Multiple Reference Frame (MRF)
- Multiple Reference Frame (MRF) is a computational method that uses distinct local coordinate frames to simplify the analysis of systems with rotating and stationary regions.
- It partitions complex domains—such as in CFD for rotating machinery—into separate zones to incorporate rotation-induced forces and improve simulation efficiency.
- MRF techniques extend to cooperative localization and quantum key distribution, where accurate transformation between local frames is critical for performance and security.
Multiple Reference Frame (MRF) denotes the explicit treatment of a system through distinct local frames rather than a single global frame. In steady Reynolds-Averaged Navier–Stokes simulations of rotating machinery, the computational domain is split into rotating and stationary regions; in cooperative localization, each agent maintains a body-fixed coordinate frame; and in reference-frame-independent quantum key distribution, rapidly varying frame misalignment must be estimated or compensated during post-processing (Reid et al., 5 Aug 2025, Tran et al., 2019, Tang et al., 2021). This suggests a common technical theme: the model is organized around transformations between local frames, and performance depends on how those transformations are represented, coupled, and validated.

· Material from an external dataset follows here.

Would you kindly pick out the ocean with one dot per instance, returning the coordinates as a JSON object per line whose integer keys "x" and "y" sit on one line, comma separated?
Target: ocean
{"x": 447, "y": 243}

1. Rotating and stationary subdomains in fluid mechanics
In stirred-tank and turbomachinery CFD, the MRF technique is a steady-state approach often used in Reynolds-Averaged Navier–Stokes simulations to model rotating machinery. The computational domain is split into two (or more) regions: a rotating frame encompassing the impeller and its immediate vicinity, and a stationary frame comprising the rest of the tank. Within the rotating region, the governing equations account for additional apparent forces due to rotation, while the impeller itself is fixed in space and the effect of rotation is included via modified equations. This avoids modeling transient impeller–baffle interactions explicitly and results in computational savings compared to transient sliding-mesh approaches (Reid et al., 5 Aug 2025).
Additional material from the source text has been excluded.